# Implicit differentiation

• Dec 16th 2009, 04:35 PM
Da Freak
Implicit differentiation
could you tell me how to attack this one

http://img96.imageshack.us/img96/8578/dyoverdx.jpg
• Dec 16th 2009, 04:43 PM
skeeter
Quote:

Originally Posted by Da Freak
thanks a lot man.

could you tell me how to attack this one too
http://img96.imageshack.us/img96/8578/dyoverdx.jpg

implicit differentiation
• Dec 16th 2009, 04:46 PM
Da Freak
Quote:

Originally Posted by skeeter
implicit differentiation

how do you do that, i had a huge amount of trouble with that previously and got destroyed big time on that part of a test earlier in the year.
• Dec 16th 2009, 04:57 PM
skeeter
Quote:

Originally Posted by Da Freak
how do you do that, i had a huge amount of trouble with that previously and got destroyed big time on that part of a test earlier in the year.

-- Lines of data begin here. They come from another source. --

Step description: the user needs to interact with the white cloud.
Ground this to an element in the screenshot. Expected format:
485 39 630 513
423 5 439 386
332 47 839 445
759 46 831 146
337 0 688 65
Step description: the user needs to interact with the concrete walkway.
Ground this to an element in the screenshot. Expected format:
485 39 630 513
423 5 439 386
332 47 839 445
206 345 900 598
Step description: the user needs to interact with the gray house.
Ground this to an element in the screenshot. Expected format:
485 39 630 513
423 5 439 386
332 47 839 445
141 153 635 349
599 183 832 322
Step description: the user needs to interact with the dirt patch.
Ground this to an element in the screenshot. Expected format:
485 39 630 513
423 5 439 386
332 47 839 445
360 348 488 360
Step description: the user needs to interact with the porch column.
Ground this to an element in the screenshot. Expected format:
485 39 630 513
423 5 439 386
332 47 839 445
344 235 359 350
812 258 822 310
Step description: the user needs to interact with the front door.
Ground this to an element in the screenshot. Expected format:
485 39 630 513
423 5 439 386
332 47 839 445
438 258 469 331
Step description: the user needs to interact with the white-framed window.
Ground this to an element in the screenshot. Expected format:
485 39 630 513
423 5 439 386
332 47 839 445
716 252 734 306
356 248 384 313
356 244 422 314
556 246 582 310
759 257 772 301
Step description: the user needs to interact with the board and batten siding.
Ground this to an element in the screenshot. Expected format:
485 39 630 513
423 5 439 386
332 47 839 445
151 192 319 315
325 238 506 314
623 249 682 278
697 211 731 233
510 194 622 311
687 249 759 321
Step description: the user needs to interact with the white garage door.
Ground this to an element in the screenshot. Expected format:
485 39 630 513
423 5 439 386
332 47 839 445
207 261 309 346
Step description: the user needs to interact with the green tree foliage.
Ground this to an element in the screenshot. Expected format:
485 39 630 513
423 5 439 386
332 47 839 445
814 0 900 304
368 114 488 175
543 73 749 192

$\displaystyle \frac{d}{dx} (x^2y^2+2y=x^3)$

$\displaystyle x^2 \cdot 2y \cdot \frac{dy}{dx} + y^2 \cdot 2x + 2 \cdot \frac{dy}{dx} = 3x^2$

$\displaystyle 2x^2y \cdot \frac{dy}{dx} + 2 \cdot \frac{dy}{dx} = 3x^2 - 2xy^2$

$\displaystyle \frac{dy}{dx}(2x^2y + 2) = 3x^2 - 2xy^2$

$\displaystyle \frac{dy}{dx} = \frac{3x^2 - 2xy^2}{2x^2y + 2}$
• Dec 16th 2009, 05:50 PM
Da Freak
Quote:

Originally Posted by skeeter
$\displaystyle \frac{d}{dx} (x^2y^2+2y=x^3)$

$\displaystyle x^2 \cdot 2y \cdot \frac{dy}{dx} + y^2 \cdot 2x + 2 \cdot \frac{dy}{dx} = 3x^2$

$\displaystyle 2x^2y \cdot \frac{dy}{dx} + 2 \cdot \frac{dy}{dx} = 3x^2 - 2xy^2$

$\displaystyle \frac{dy}{dx}(2x^2y + 2) = 3x^2 - 2xy^2$

$\displaystyle \frac{dy}{dx} = \frac{3x^2 - 2xy^2}{2x^2y + 2}$

thanks a lot man, i really appreciate the help.